Buying into success is smart -- but here's why Nordstrom's move is brilliant:


  • Not reinventing the wheel -- Other department stores have taking flash sales into their own hands. Saks has been running intermittent sales for its email membership under the Fashion Fix banner since 2009. However at the time, HauteLook's CEO Adam Bernhard told the WSJ that Saks' foray could confuse designers and Saks other suppliers. "Saks is first and foremost a full price distributor of brands." Nordstrom, however, has already established its reputation for being a source for deeply discounted merchandise via its popular Rack, so customers and suppliers are already on board with the concept. In fact, Rack's 4Q sales increased over 24 percent. Yet Jamie Nordstrom, president of Nordstrom Direct, recognizes there's plenty to learn from a real flash seller. He told WWD HauteLook "has capabilities in enhancing service and doing it fast. We are a big company. We don't move as fast as a small start-up. This will help us innovate faster and become nimbler."
  • Taking it slow -- Rather than muscle headfirst into HauteLook's executive suite, Nordstrom is leaving well enough alone for now. HauteLook will operate as an independent subsidiary and maintain its LA offices under the direction of its founder Bernhard. But even with complete autonomy, the door is open for HauteLook to cozy up to any Nordstrom vendors not currently in its portfolio.
  • Minimal risk -- As the economy improves, there is some question as to whether the hunger for rock-bottom prices will subside, not to mention how a retailer can continue to score inventory with so many suppliers offering minimal stock initially. Nordstrom wisely wrote in a three-year "earn-out" payment based on the company's financial performance for HauteLook's owners that could be as much as $90 million. Even if HauteLook's sales continue to go like gangbusters, Nordstrom's record-breaking sales of $9.31 billion make the earn-out a drop in the bucket.
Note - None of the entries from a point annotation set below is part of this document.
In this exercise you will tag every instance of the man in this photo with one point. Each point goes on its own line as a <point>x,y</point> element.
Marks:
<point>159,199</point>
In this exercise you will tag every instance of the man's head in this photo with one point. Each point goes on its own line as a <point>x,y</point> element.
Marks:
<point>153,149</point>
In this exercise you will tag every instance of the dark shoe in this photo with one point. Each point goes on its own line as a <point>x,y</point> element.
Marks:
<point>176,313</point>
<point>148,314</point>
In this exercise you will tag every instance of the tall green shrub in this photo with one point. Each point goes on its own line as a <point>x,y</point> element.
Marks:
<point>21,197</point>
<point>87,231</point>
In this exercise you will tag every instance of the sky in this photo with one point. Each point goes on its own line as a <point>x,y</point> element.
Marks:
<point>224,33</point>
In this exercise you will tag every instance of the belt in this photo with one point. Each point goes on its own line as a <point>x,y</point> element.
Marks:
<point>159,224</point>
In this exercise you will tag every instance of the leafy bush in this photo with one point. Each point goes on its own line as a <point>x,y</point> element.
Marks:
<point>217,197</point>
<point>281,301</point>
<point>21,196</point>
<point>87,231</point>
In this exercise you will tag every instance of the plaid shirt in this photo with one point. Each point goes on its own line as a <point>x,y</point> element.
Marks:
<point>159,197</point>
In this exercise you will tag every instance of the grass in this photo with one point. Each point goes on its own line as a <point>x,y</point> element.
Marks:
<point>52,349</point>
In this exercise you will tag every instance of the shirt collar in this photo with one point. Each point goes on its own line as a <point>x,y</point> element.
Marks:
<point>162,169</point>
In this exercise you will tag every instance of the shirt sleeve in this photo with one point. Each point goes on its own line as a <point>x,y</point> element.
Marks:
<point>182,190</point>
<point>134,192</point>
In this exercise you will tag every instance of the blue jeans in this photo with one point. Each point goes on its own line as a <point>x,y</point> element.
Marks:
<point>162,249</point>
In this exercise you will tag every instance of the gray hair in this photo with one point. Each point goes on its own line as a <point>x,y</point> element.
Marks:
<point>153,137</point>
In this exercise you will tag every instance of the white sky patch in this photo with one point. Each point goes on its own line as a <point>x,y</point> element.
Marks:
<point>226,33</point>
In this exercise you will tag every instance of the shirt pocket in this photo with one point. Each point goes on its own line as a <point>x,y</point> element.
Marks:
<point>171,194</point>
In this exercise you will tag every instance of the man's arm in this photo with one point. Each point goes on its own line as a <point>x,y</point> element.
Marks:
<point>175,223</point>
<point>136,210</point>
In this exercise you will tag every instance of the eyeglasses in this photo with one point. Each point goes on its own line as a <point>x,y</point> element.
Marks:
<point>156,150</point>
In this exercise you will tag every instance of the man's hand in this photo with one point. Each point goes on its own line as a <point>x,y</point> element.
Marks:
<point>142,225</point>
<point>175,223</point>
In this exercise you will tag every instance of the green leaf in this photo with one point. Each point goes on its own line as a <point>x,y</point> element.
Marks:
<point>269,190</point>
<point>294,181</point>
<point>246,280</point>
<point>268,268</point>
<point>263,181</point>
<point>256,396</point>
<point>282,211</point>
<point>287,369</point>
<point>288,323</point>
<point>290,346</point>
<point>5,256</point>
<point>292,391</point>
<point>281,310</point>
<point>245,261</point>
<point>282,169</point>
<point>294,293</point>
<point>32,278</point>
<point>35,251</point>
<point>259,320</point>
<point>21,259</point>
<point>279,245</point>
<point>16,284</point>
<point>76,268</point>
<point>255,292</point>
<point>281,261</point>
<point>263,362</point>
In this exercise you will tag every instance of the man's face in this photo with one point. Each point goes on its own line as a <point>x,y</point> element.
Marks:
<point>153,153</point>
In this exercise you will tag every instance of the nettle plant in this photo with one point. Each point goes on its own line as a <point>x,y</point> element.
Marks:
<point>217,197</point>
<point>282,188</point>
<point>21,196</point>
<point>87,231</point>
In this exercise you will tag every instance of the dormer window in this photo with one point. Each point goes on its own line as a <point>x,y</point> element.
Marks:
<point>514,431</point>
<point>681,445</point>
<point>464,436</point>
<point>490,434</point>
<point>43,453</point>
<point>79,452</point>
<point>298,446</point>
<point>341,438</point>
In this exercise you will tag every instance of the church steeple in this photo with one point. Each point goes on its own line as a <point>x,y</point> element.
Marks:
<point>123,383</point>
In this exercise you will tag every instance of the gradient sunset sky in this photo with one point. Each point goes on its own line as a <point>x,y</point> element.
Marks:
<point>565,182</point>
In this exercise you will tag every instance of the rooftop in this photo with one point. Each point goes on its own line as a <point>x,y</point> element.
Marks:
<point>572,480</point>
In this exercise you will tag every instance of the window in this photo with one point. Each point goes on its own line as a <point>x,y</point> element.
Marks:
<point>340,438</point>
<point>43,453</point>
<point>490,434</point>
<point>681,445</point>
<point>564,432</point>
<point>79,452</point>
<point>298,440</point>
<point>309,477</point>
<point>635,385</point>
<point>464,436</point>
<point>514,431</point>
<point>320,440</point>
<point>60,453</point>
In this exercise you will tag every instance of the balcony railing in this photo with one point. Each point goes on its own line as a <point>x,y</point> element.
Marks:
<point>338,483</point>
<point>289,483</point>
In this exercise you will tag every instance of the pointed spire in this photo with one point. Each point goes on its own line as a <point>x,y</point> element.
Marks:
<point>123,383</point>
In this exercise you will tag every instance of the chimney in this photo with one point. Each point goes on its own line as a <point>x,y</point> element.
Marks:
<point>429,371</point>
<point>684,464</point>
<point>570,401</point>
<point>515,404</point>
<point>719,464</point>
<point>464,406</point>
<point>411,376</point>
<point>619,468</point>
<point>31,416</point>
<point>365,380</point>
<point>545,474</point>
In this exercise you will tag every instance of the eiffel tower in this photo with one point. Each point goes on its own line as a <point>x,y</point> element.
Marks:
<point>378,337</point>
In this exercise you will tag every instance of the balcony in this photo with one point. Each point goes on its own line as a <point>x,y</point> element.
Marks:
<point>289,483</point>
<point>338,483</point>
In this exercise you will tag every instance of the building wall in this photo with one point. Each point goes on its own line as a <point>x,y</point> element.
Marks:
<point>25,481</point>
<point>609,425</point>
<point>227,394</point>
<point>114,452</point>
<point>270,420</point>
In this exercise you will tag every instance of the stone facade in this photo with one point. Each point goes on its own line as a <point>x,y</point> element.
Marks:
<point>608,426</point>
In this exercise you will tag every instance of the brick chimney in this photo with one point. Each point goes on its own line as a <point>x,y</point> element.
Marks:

  • Staying ahead of the pack -- In the past two years Nordstrom proved it's serious about being an industry leader. The company's recent inventory integration between stores and warehouse is just one example of how savvy strategies that made inventory turn at record-setting speeds (to 5.41 in 2009 from 4.84 in 2005) and improved margins on merchandise that would have languished on racks until marked below 50 percent. This is just another step on Nordstrom's trailblazing path. Other department stores would do well to take notes.